More than 6 million U.S. middle and high school students are current users of tobacco products, and 5.3 million of them, or 85 percent, are using e-cigarettes, according to the latest annual National Youth Tobacco Survey.

The latest data for e-cigarette use by Kentucky teens, from 2018, shows e-cig use had nearly doubled since 2016, with more than one in four high-school seniors and one out of seven eighth-graders reporting they used the devices, the Kentucky Incentives for Prevention study found.

“The dangers of nicotine on young people’s development—especially on their brains and lungs—can inflict life-long damage. Raising the minimum tobacco purchase age to 21 will help keep these harmful products away from our kids, and I can’t thank Senator McConnell enough for his vision and leadership for our children’s future,” state Rep. Kim Moser, R-Taylor Mill, chair of the state House Health and Welfare Committee, said in McConnell’s release.

In a separate release issued earlier this week,  Ben Chandler, president and CEO of the Foundation for a Healthy Kentucky, praised McConnell’s work. He added that the state legislature, which convenes Jan. 7, will need to change state law to comply with the federal statute. Sen. Ralph Alvarado, R-Winchester, has prefiled a bill to raise Kentucky’s legal age to 21 from 18.

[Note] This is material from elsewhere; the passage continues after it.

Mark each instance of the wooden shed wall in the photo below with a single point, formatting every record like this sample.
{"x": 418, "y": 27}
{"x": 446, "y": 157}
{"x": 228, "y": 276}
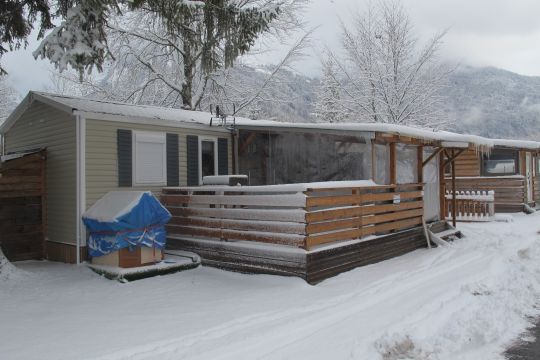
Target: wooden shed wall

“This bill is a critical step toward reversing the skyrocketing rates of youth vaping nationwide and in Kentucky,” Chandler said. “We encourage the Kentucky legislature to demonstrate similar leadership in passing Sen. Alvarado’s Tobacco 21 bill quickly this coming year.”

similar bill was introduced in the last legislative session, but tobacco-friendly senators blocked it.

Terry Brooks, executive director of Kentucky Youth Advocates, also praised the legislation.

“Kentucky Youth Advocates thanks Leader McConnell for leading the way in Congress on this critical issue to help keep Kentucky kids—and kids across the nation—healthier and prevent life-long addiction to nicotine,” Brooks said in a statement.

Already, 19 states have raised the tobacco age to 21, along with Washington, DC and over 530 localities, although the strength of their laws vary substantially, according to the Campaign for Tobacco-free Kids. E-cigarette companies see the law as a way to limit other forms of regulation aimed at limiting smoking and e-cig use by teenagers.

In the latest Kentucky Health Issues Poll, six in 10 Kentuckians said they would support increasing the minimum age to purchase tobacco products to 21, with majorities in each political party.

In addition to Alvarado’s bill, Kentucky lawmakers have pre-filed several other bills to thwart the surge in teen use of e-cigs, including one to ban the sale of flavored e-cigs; one to impose registration and licensing requirements to sell them; and one to tax them at the same rate as traditional cigarettes.